Zinke hat auch Sinn für Kultur und Geschichte. Sein Engagement für das Fabrikgebäude an der Darmstädter Straße in Zwingenberg ist ein Beleg dafür. Gebaut in den dreißiger Jahren im Bauhausdesign für die „Deutsche Milchwerke AG Fissan“. Seit Anfang der neunziger Jahre stand das Gebäude leer – innen und außen heruntergewirtschaftet. Dennoch wurde es 1992 als Kulturdenkmal geschützt. Zinke war in diesen Bau schon damals verschossen. Alle anderen Standorte waren für ihn zweite Wahl. Selbst die Konflikte mit den Gegnern der Gentechnologie, „die wir in anderen Bundesländern so nicht gehabt hätten“, nahm er dafür in Kauf. Wie sehr sich Zinke mit diesem Bau und dessen Initiator identifiziert, wird klar, als er auf ein Foto des Fissan-Chefs Arthur Sauer aus den dreißiger Jahren angesprochen wird, das im Besprechungszimmer von Brain hängt. Die Achtung, mit der Zinke über dessen private Interessen redet – „er hat Gedichte verfaßt, Fotobände über die Natur angelegt und einen Schüler des Bauhaus-Architekten Paul Bonatz für sein Fabrikgebäude ausgesucht“ -, zeigt, daß Holger Zinke unter Jungmanagern geradezu ein Intellektueller ist.

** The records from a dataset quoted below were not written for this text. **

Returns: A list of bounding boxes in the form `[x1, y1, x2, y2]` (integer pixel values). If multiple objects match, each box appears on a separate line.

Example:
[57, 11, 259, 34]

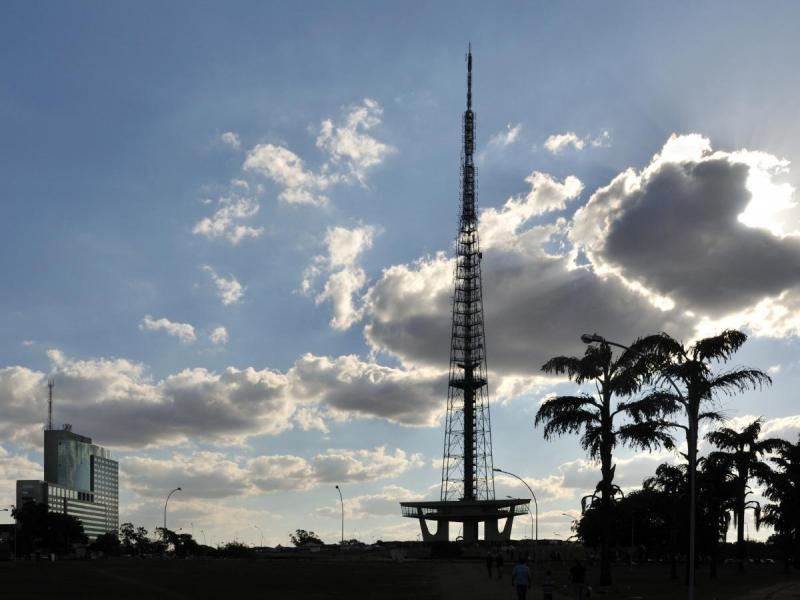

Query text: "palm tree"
[535, 343, 673, 585]
[763, 437, 800, 573]
[697, 454, 735, 579]
[642, 463, 686, 579]
[706, 418, 781, 572]
[631, 329, 772, 587]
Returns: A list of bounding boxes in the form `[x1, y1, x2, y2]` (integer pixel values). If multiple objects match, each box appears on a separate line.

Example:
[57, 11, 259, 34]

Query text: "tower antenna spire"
[467, 43, 472, 110]
[47, 377, 56, 430]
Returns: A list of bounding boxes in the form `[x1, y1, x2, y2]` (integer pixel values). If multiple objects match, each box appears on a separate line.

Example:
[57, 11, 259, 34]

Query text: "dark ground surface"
[0, 557, 800, 600]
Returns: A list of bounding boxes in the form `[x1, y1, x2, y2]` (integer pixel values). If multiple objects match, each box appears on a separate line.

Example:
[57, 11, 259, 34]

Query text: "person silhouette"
[511, 556, 531, 600]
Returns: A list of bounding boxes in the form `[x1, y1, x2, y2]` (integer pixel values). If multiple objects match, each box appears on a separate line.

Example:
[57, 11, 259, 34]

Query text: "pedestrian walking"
[569, 559, 586, 600]
[511, 557, 531, 600]
[494, 552, 506, 579]
[542, 571, 556, 600]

So verwundert es kaum, daß es Zinke nicht beim Verputzen des Fabrikgebäudes beließ, als Brain in Zwingenberg einzog. Auch von innen betrachtet, residiert das Unternehmen in bemerkenswertem Ambiente: Eine moderne, großzügige Chromstahlkonstruktion als Treppenaufgang, ineinander übergehende Räume, optisch wie ergonomisch ansprechende Labortische mit der feinen Gravur „Brain“ im Glas, edel abgestimmte Grautöne. „Auch die Fenster werden wir erneuern, wenn wir wieder etwas Geld übrig haben“, meint Zinke fast entschuldigend, als der Blick auf einen kleinen Sprung im Glas fällt.

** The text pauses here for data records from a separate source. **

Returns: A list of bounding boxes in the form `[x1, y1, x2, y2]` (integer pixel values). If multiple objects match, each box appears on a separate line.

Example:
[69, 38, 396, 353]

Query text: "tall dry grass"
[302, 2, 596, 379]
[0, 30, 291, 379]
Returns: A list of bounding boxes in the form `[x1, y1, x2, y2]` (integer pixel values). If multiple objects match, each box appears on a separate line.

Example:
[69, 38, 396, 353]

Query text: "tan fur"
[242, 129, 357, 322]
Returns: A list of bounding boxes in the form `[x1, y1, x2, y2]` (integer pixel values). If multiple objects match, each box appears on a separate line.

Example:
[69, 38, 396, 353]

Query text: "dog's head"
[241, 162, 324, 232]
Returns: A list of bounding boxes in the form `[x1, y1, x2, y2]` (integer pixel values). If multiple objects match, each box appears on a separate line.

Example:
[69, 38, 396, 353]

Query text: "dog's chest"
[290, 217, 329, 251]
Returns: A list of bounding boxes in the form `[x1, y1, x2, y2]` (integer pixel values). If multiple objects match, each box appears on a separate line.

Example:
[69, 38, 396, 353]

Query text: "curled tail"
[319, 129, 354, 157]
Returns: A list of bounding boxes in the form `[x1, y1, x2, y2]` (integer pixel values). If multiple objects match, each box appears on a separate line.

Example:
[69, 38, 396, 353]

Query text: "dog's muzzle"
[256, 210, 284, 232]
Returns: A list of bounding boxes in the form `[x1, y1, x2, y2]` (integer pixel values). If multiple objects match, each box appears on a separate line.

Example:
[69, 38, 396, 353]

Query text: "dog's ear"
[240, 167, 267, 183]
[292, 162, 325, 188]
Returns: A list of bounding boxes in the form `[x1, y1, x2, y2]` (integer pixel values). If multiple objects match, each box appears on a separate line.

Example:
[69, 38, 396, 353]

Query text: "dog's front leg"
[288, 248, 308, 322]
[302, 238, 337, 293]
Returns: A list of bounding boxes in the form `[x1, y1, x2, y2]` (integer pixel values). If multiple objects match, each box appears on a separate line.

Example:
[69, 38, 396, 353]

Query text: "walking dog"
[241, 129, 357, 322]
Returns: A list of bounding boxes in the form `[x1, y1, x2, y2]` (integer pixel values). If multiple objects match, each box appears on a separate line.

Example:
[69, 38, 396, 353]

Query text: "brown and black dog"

Daß es dazu kommen wird, steht außer Frage. Zinke hat verstanden, wie man eine moderne Firma auf Kiel legen muß. Die Flexibilität eines kleinen Betriebes mit engagierten Angestellten – Durchschnittsalter 27 Jahre, kaum jemand verheiratet – macht Brain zu einem willkommenen Partner für große Firmen: „Bis die über eine Aufgabe diskutiert haben, haben wir sie gelöst.“

Ohnehin ist es um den Acker, auf dem die Firma ihre Früchte ernten will, gut bestellt. Anders als in der Chemie, die gewaltige Gerätschaften braucht, um Produkte herzustellen, reicht in der Biotechnologie oft ein 100-Liter-Fermenter aus, um den Weltbedarf eines gentechnisch produzierten Wirkstoffs zu decken. „Das ist auch der Grund, warum etablierte Chemieunternehmen die Biotechbranche fürchten“, sagt Zinke. Gelegentlich überlegt er schon, was er macht, wenn Brain demnächst die geplante Obergrenze von 30 Mitarbeitern erreicht hat. „Im Augenblick arbeiten wir an Aufträgen, die uns andere Unternehmen geben. Vielleicht gründen wir aber auch mal einen eigenen Produktionsbetrieb. Geben Sie uns 15 Millionen Mark, und wir machen das sofort.“

So ganz zufällig sagt er das gewiß nicht. Im sanierungsbedürftigen Nebengebäude stünde der Platz schon zur Verfügung. Und für manchen guten Mitarbeiter, der mit zunehmendem Alter vielleicht mehr Interesse an einem etwas geregelteren Arbeitsalltag bekommt, wäre dann auch gesorgt, überlegt Zinke weiter: „Ob dieses Konzept aufgeht, weiß ich natürlich nicht.“

Aber, aber. Wer so zielstrebig ans Werk geht, wird auch das noch richten.